Written evidence submitted by the Office for National Statistics (DDA0043)
I write in response to the Science and Technology Committee’s call for evidence for its inquiry ‘the right to privacy: digital data’. Our submission focuses on the questions raised in the call for evidence, including:
This inquiry is particularly relevant to the Office for National Statistics (and, in turn, the UK Statistics Authority) as we progress in two areas: data sharing and data ethics. As detailed in the annexed evidence, the benefits of data sharing are extensive; our accredited Secure Research Service (SRS) currently ensures researchers can access data safely, in line with the five safes framework, and we hope to harness the potential of data sharing further through the Integrated Data Service (IDS), a cross-government initiative we are leading.
Regarding data sharing barriers, negotiations to secure agreement to share data, and the associated work to put in place the legal, security and other arrangements required, can be protracted and complex, including with willing partners. We believe there is potential for elevating the consideration of risk for data sharing beyond silo departmental perspectives to better reflect the value of that data use elsewhere.
When it comes to data, the importance of individual privacy and security cannot be understated, and we elaborate on the many safeguards we put in place to protect this. Finally, following the Public Administration and Constitutional Affairs Committee recommendations in 2019, the Authority has taken a leading role in data ethics, including through the National Statistician’s Data Ethics Committee (NSDEC), and we explain this further in the annexed note.
I hope this is useful, and please do let me know if we can provide further evidence or discuss directly with the Committee.
Office for National Statistics written evidence ‘the right to privacy: digital data’, January 2022
The Office for National Statistics (ONS) has demonstrated the value of data sharing and access to data over the course of the pandemic and will go further through the Integrated Data Service (IDS), all the while within the parameters set out in the Digital Economy Act 2017 (DEA). However, we could do more still if various barriers to data sharing were eased, particularly a mindset shift from internal department boundaries and towards risk management at government level, including recognising the risk of valuable data not being shared.

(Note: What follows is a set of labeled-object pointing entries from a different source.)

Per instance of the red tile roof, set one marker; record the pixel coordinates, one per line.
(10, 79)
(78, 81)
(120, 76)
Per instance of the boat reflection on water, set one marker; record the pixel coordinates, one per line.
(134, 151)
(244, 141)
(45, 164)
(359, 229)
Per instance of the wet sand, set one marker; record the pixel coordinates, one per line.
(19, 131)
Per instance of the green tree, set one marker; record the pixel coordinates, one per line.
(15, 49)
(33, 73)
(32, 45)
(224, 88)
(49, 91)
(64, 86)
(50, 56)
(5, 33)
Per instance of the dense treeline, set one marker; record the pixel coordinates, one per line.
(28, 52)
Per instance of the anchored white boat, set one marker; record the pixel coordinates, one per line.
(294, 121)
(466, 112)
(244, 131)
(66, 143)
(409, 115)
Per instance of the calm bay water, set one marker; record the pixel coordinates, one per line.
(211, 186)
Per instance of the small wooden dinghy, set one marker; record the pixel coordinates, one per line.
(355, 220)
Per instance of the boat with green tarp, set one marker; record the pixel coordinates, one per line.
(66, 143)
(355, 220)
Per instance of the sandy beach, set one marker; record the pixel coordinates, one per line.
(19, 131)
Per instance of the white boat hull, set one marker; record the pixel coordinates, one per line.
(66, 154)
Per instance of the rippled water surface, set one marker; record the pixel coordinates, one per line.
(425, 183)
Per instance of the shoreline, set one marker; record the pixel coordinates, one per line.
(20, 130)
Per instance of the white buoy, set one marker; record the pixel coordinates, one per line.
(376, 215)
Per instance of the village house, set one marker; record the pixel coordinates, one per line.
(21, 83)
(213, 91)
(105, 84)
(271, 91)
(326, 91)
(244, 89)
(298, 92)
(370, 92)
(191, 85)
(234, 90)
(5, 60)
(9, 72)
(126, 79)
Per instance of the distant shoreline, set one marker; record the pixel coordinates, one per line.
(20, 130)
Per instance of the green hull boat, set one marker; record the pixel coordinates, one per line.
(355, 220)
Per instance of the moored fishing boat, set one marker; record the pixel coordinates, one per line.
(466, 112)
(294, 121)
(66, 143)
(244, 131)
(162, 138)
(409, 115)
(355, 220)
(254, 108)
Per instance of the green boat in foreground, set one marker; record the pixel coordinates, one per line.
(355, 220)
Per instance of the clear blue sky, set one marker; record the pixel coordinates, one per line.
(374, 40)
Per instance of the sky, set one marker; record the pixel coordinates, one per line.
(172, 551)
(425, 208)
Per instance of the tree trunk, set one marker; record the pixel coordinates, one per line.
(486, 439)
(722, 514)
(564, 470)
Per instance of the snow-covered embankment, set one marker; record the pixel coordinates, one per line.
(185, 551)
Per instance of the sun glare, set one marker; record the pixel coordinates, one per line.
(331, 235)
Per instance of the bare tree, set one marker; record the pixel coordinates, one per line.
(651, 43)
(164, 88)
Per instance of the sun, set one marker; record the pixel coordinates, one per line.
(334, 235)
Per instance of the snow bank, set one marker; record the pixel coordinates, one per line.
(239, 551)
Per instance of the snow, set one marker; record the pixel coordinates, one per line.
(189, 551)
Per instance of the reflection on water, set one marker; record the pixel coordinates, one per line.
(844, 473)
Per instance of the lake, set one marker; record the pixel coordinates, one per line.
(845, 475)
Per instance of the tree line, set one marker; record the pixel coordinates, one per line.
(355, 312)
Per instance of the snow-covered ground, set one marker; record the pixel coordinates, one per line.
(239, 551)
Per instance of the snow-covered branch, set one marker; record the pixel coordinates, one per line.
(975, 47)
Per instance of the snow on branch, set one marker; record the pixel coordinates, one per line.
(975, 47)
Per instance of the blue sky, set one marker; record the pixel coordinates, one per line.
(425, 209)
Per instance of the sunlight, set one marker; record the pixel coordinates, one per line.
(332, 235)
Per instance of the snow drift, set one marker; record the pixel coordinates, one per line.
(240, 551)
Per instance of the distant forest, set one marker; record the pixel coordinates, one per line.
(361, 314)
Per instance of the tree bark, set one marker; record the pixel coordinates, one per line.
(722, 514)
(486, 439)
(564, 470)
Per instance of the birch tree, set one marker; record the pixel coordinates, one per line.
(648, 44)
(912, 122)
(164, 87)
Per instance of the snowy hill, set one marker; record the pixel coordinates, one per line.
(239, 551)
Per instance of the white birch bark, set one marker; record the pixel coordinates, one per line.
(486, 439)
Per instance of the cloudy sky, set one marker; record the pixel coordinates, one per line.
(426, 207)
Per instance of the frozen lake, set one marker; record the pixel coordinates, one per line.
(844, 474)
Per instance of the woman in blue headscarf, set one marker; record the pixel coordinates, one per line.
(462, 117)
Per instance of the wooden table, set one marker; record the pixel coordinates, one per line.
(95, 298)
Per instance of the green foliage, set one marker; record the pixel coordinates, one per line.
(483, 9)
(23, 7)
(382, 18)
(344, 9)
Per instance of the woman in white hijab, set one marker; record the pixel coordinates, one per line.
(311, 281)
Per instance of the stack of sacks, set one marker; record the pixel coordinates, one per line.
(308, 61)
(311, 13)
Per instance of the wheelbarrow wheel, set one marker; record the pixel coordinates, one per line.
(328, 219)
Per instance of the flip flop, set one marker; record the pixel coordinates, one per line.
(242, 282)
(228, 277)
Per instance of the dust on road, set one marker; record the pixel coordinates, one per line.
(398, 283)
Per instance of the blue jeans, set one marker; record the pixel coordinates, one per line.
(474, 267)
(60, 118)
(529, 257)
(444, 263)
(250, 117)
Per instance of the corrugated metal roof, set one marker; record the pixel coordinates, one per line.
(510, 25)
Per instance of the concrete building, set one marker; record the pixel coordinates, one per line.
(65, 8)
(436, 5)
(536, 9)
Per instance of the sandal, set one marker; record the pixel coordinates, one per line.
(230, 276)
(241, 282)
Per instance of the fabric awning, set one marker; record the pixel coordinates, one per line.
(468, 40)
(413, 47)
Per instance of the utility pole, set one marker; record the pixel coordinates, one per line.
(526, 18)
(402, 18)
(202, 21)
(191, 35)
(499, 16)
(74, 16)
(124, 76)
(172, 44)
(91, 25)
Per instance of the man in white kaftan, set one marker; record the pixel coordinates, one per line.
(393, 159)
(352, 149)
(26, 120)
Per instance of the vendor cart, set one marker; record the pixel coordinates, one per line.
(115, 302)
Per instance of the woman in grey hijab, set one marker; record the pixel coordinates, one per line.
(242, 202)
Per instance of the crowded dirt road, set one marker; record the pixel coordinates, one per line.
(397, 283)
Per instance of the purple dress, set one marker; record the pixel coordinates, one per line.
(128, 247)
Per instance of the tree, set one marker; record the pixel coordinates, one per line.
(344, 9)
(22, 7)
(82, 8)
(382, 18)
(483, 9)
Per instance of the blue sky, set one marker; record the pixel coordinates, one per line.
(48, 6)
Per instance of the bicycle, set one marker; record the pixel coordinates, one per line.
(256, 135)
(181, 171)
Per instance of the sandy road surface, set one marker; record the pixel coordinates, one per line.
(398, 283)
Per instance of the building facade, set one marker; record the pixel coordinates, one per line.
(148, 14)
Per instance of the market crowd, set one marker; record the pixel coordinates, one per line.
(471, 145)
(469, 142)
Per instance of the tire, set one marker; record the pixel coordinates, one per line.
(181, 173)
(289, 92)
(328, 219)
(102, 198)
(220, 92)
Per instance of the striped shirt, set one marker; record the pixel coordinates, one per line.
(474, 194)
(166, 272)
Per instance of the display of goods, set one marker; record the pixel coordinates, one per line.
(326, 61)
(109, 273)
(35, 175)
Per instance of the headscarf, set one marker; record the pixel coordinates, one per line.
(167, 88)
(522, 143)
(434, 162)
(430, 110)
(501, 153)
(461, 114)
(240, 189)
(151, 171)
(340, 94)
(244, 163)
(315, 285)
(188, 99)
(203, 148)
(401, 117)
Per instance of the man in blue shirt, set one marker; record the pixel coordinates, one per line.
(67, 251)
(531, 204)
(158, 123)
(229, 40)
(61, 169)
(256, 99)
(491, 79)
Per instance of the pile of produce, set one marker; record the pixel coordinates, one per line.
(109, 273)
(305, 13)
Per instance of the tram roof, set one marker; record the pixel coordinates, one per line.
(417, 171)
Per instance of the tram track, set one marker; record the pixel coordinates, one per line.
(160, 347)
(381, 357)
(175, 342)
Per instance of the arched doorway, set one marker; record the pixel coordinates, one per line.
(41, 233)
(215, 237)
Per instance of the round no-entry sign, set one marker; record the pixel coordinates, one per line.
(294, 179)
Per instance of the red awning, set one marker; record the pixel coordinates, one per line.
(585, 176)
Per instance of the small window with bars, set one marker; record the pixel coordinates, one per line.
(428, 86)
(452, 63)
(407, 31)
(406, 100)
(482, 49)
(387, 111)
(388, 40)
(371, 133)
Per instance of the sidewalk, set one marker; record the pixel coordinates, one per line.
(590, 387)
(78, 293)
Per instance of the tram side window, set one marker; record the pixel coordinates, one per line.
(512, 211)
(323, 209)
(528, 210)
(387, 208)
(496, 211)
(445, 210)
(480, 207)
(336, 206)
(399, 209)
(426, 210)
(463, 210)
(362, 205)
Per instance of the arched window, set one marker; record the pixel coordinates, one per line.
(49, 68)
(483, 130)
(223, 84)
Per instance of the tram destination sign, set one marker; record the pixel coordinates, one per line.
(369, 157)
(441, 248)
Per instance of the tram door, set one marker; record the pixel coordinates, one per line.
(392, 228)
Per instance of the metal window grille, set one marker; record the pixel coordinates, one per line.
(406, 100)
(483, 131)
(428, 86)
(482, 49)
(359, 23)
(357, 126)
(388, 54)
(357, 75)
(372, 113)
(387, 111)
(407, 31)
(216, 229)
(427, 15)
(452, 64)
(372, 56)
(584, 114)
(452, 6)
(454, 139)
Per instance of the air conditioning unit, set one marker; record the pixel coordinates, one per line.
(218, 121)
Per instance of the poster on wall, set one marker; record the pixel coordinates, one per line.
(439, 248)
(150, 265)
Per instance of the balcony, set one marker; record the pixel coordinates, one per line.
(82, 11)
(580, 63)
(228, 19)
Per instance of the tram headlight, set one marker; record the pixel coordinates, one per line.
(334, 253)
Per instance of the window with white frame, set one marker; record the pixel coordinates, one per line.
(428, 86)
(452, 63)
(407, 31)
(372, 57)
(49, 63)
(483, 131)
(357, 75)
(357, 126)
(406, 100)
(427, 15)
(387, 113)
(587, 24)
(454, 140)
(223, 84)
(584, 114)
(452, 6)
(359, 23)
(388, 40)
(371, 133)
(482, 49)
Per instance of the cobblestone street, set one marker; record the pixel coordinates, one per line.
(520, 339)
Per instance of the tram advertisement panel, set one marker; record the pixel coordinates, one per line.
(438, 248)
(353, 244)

We are ambitious and radical in our pursuit of greater data access for better analysis (and therefore, better policy); with this in mind, our ethics framework is extensive and carefully considered. In addition to our ethical principles, which we enact through both a self-assessment tool for researchers and the National Statistician’s Data Ethics Committee (NSDEC), we follow the required legal safeguards, and together these ensure the ONS is well-equipped to use, link and share data for the public good.
The potential benefits, including to research, of effectively using and sharing data between and across Government, other public bodies, research institutions and commercial organisations, and the existing barriers to such data sharing
Effective data use and sharing has many benefits to government and society. An integrated, collaborative approach to data use enables in-depth and efficient analytical and research practices across organisational and sector boundaries. This directly informs government and society, supports the formulation of cost-effective, transparent public policy, and ultimately, delivers better outcomes which can be evaluated.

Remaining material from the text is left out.